2.5. Risultano, pertanto, manifestamente infondate le doglianze formulate dal ricorrente con entrambi i motivi di ricorso, in quanto la responsabilità della società o dell’ente controllante è certamente applicabile anche all’imposta sul valore aggiunto dovuta in base all’imponibile iva di gruppo.
I rilievi in ordine al mancato versamento delle somme dovute dalle controllate non consentono, poi, di escludere la responsabilità della controllante e, per essa, dei ricorrente, sia in considerazione della genericità della relativa deduzione difensiva, non essendo stato specificato alcunché riguardo ai rapporti con le controllate e alle somme da ciascuna di esse dovute e alle ragioni dei mancati versamenti; sia per la mancata dimostrazione della attivazione della controllante per ottenere il versamento da parte delle controllate delle somme dalle stesse dovute a tale titolo, tenendo conto dei poteri di controllo spettanti alla società controllante, posto che, come evidenziato, ai fini del consolidato fiscale il controllo è individuato come detenzione in un’altra società di capitali di azioni che permettono l’ottenimento della maggioranza dei diritti di voto esercitabili in assemblea ordinaria, o la cui partecipazione agli utili è superiore al 50%, con la conseguenza che l’indisponibilità delle somme necessarie per provvedere al pagamento dell’imposta non è riconducibile a fattori estranei alla sfera di dominio della controllante o da questa non governabili (stante la necessaria esistenza di un potere di controllo derivante dalla partecipazione societaria), con la conseguente imputabilità alla stessa della indisponibilità delle risorse necessarie per provvedere al versamento delle somme dovute a titolo di imposta sul valore aggiunto.
3. Il ricorso deve, in conclusione, essere dichiarato inammissibile, stante la manifesta infondatezza delle censure cui è stato affidato.
L’inammissibilità originaria del ricorso esclude il rilievo della prescrizione verificatasi successivamente alla sentenza di secondo grado (dovendo considerarsi nel computo di tale termine anche la sospensione dello stesso per 327 giorni, conseguente al rinvio d’udienza dal 3/5/2018 al 26/3/2019, a causa della adesione del difensore dell’imputato alta astensione dalle udienze, per effetto della quale la scadenza del termine di prescrizione si è differita al 20/5/2019, successivamente alla pronuncia della sentenza impugnata), giacché detta inammissibilità impedisce la costituzione di un valido rapporto processuale di impugnazione innanzi al giudice di legittimità, e preclude l’apprezzamento di una eventuale causa di estinzione del reato intervenuta successivamente alla decisione impugnata (Sez. un., 22 novembre 2000, n. 32, De Luca, Rv. 217266; conformi, Sez. un., 2/3/2005, n. 23428, Bracale, Rv. 231164, e Sez. un., 28/2/2008, n. 19601, Niccoli, Rv. 239400; in ultimo Sez. 2, n. 28848 del 8.5.2013, Rv. 256463; Sez. 2, n. 53663 del 20/11/2014, Rasizzi Scalora, Rv. 261616; nonché Sez.
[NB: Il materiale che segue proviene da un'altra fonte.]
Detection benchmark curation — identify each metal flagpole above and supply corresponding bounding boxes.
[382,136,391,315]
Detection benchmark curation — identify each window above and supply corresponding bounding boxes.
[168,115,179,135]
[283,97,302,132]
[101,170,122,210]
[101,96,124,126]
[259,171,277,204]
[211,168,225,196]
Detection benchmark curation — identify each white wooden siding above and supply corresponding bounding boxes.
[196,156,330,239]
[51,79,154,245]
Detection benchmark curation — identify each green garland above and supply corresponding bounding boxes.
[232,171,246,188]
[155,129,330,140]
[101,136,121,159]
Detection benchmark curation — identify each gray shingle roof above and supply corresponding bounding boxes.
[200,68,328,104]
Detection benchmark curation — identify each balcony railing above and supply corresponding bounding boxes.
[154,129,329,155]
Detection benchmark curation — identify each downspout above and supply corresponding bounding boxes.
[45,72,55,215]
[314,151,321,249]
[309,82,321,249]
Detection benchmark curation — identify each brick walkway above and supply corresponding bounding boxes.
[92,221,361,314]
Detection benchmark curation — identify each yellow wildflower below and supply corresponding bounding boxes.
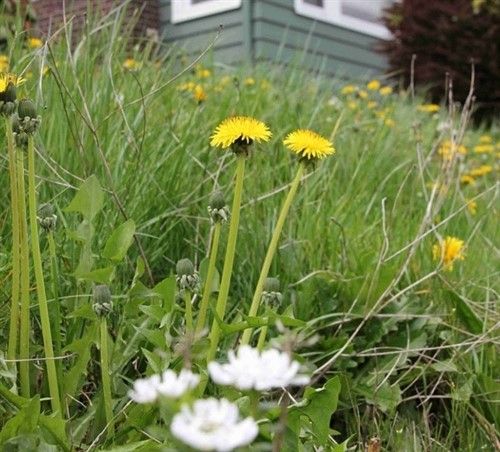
[210,116,272,149]
[460,174,476,185]
[378,86,392,96]
[469,165,493,177]
[358,89,368,99]
[417,104,440,113]
[340,85,358,95]
[283,129,335,160]
[0,55,9,72]
[474,143,495,154]
[432,236,465,271]
[366,80,380,91]
[479,135,493,144]
[193,85,207,102]
[467,199,477,215]
[123,58,142,71]
[28,38,43,50]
U, n. 6903 del 27/05/2016, dep. 14/02/2017, Aiello, Rv. 268966).
Alla declaratoria di inammissibilità del ricorso consegue, ex art. 616 cod. proc. pen., l’onere delle spese del procedimento, nonché del versamento di una somma in favore della Cassa delle Ammende, che si determina equitativamente, in ragione dei motivi dedotti, nella misura di euro 2.000,00.
P.Q.M.
Dichiara inammissibile il ricorso e condanna il ricorrente al pagamento delle spese processuali e della somma di euro 2.000,00 a favore della Cassa delle Ammende.